Androids and Iphones
I blew it.
I promised myself that I wouldn’t get into an argument with my Dad about politics but I failed.
It was a boring Friday night and he had asked me to help him set up his new continuous glucose monitor. I had put it off for several days, mostly because installing an app on his phone was part of the process. I usually consider myself decently tech savvy but he has an Android phone and I have an iPhone. Doing anything with his phone leaves me feeling less than intelligent. I had been sick all day but instead of waiting to tackle the task when I felt better, I gave into the pressure that only I was putting on myself to “get it done”.
Looking back I realize that the phone brought up some frustration and some reality.
My Dad and I are different
I think iPhones are easier to operate. He has chosen to use an Android.
I don’t get it. I have at least 10 reasons why his life would be easier if he would just switch to an Iphone and my reasons are valid. He could Facetime with his grandkids and I could easily teach him how to operate his phone without having to YouTube it. Life would be easier….for me. And yet, he’s 77 years old and he’s probably not going to switch phones anytime soon. (insert sigh).
As we were waiting for the app to download he said,
“I want to ask you one question.”
There it was. I knew what was coming. We had been here before and I knew how it would go.
He would ask me if I knew XYZ about one of the Presidential Candidates and my Mom would chime in. Although there might be some truth to his statement, the underlying emotion would be fear. I would come back with something that I believed to be true and then he would come back with something to defend or refute it.
I should have walked away but my desire to “get the thing done” (the glucose monitor) kept me from protecting our relationship. It got ugly. Voices were raised. I used some language I’ve never spoken in front of my parents and everyone’s blood pressure went up. I finally walked away, took some deep breaths, sent a text to a friend and calmed down.
When I returned to the living room full of shame, my Dad said,
“I love you Lisa and I think we should just be Dad & Daughter”
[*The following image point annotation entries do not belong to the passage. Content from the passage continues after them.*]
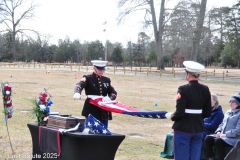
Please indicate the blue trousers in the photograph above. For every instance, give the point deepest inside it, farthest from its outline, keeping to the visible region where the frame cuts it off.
(187, 146)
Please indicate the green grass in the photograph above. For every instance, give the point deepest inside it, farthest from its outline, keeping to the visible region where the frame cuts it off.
(144, 137)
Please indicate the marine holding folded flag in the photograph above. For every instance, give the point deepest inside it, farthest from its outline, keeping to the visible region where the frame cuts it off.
(192, 105)
(96, 84)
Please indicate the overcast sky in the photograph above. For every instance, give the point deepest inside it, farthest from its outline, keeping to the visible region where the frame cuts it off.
(83, 20)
We both apologized and agreed to not talk politics for a while.
Later that night as I sat in my regret I realized a few things.
Both of us were passionate because we care about our people. We both shared concerns about the things we are seeing in the world and how they could affect my kids - his grandkids. Just like our phones, our views are different but at the root is concern for the people we love. This perspective helped me see my Dad in a different way. I mean, nothing either of us said changed our minds. In fact, we had already voted. However, seeing my Dad’s heart helped me see him in a different light.
Everyone knows that our country is divided and honestly, I don’t have to do life with people whose beliefs are so different than mine. I get to choose. Sometimes that means distancing myself from people and sometimes it means choosing to be in a relationship with people that I love - even if they use an Android phone and I use an Iphone. Sometimes protecting the relationship means I’ll keep using YouTube to learn how to help my Dad with his phone, and I’ll stay away from talking politics…..because my relationship with him is more important and it’s worth protecting.
What about you?
Are you feeling frustrated, wondering how in the world people can view things so differently?
Here are 3 tips for navigating relationships with people who have different political views:
1. Be Curious, Not Judgmental
Instead of trying to change their opinion, ask open-ended questions like, “What experiences shaped your views?” This helps you understand their perspective and can build mutual respect. I wish I would have spent more time asking my Dad about his fears.
2. Find Common Ground and Shared Values
Even with different political views, most people share common desires—like wanting security, happiness, and meaningful connections. Focus on areas where your values align (e.g., caring about family, community, or well-being) to strengthen the relationship. Next time I’ll try to affirm my Dad’s heart.
3. Set Boundaries and Know When to Step Back
If conversations become heated or unproductive, it’s okay to set limits: “I’d rather not discuss politics—let’s focus on things we both enjoy.” Always remember, it’s okay to walk away. In some cases you may need to distance yourself from someone.
I don’t think the division will change anytime soon but I hope these strategies will help you keep the focus on what matters most—your relationship beyond politics.